Мы пришли в южную часть Центрального парка. Толпа дружно пела старый торжественный и воинственный гимн:
Святый Боже, мы восхваляем Имя Твое, Владыка всего сущего, мы склоняемся пред Тобой!Я стоял, в изумлении не сводя с них глаз. Боль в левой глазнице, похоже, усилилась. Интересно, что могло там меняться и какие процессы происходили.
– Вы глупцы, все вы! – заорал я. – Христианство – самая кровавая религия из тех, что существовали на свете. Могу засвидетельствовать это!
– Сейчас же замолчи и делай, что я скажу. – Прежде чем кто-либо успел обернуться и посмотреть на нас, Дэвид уже тащил меня за собой, и скоро мы растворились среди прохожих, идущих по ледяным тротуарам. Снова и снова сдерживал он меня на этом пути. Он устал это делать. Я не винил его.

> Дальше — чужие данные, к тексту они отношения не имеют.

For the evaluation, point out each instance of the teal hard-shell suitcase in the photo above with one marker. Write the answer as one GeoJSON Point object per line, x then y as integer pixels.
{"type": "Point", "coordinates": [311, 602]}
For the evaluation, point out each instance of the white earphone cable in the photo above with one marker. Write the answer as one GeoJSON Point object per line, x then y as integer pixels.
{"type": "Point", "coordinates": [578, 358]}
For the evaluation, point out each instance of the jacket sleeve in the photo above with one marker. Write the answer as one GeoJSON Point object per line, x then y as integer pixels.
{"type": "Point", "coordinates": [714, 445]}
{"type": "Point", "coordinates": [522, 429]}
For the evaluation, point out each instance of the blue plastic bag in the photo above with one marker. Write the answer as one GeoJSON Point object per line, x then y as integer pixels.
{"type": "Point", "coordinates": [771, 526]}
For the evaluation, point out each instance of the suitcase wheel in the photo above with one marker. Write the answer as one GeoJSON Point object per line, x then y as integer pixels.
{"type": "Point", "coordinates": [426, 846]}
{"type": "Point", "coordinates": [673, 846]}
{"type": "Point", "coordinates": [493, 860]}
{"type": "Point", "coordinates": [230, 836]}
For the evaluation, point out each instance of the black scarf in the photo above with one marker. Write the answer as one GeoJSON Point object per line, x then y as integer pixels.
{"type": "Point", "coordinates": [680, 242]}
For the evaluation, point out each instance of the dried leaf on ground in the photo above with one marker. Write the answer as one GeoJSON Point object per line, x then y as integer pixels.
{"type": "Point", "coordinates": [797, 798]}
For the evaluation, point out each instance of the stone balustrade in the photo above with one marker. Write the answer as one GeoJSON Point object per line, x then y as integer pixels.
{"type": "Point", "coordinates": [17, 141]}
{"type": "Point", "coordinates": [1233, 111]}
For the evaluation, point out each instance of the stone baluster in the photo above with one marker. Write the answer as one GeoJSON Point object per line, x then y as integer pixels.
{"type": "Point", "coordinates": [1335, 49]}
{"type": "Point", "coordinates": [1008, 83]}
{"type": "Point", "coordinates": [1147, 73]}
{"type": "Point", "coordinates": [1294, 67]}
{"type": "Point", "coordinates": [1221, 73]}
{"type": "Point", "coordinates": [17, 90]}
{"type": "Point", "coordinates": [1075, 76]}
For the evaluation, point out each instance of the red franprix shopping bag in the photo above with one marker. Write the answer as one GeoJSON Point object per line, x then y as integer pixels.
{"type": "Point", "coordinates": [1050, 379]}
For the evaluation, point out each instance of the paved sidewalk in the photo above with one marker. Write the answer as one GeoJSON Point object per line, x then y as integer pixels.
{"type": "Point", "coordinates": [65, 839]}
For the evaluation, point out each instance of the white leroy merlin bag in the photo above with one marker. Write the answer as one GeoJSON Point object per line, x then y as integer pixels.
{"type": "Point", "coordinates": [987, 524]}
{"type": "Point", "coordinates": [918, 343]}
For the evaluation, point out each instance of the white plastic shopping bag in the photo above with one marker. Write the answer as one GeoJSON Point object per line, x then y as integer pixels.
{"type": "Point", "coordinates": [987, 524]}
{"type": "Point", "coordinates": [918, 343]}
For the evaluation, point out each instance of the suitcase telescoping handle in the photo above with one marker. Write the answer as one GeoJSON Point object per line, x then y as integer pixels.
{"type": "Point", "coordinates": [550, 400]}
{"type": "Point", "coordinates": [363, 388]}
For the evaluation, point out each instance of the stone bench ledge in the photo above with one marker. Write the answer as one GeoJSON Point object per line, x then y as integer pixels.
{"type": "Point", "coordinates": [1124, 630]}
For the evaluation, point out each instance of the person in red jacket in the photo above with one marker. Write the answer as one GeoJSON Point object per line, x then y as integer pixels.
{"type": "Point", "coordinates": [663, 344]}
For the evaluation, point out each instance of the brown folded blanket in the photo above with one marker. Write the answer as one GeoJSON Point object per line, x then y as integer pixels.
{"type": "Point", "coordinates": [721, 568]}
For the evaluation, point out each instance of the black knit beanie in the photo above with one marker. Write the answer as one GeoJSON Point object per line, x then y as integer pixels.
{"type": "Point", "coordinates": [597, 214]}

Один раз я попал в руки полицейских.
Меня поймали и пытались вытолкать из собора за то, что я хотел поговорить с ней, но потом, когда меня выводили вон, все они медленно отстранились. Они почувствовали, что я не живой, – так, как это чувствуют смертные. Они это почувствовали и стали бормотать что-то про Плат и чудо, и я был бессилен что-либо сделать.
Полицейские были повсюду. Они стояли на страже, чтобы оказать помощь, подать горячего чаю; то и дело они отходили погреть над костром белые, замерзшие руки.
Никто нас не замечал. Да и с какой стати? Мы были просто двумя неприметными мужчинами, частью толпы; наша сияющая кожа не бросалась в глаза среди этой слепящей снежной белизны, среди этих исступленных паломников, распевающих псалом за псалмом.
Витрины книжных магазинов были завалены всевозможными изданиями Библии, книгами по христологии. Высилась огромная пирамида книг в обложке цвета лаванды под названием «Вероника и ее Плат» Эвы Курилюк. Рядом с ней лежала другая кипа: «Святые лики, тайные места» Яна Уилсона.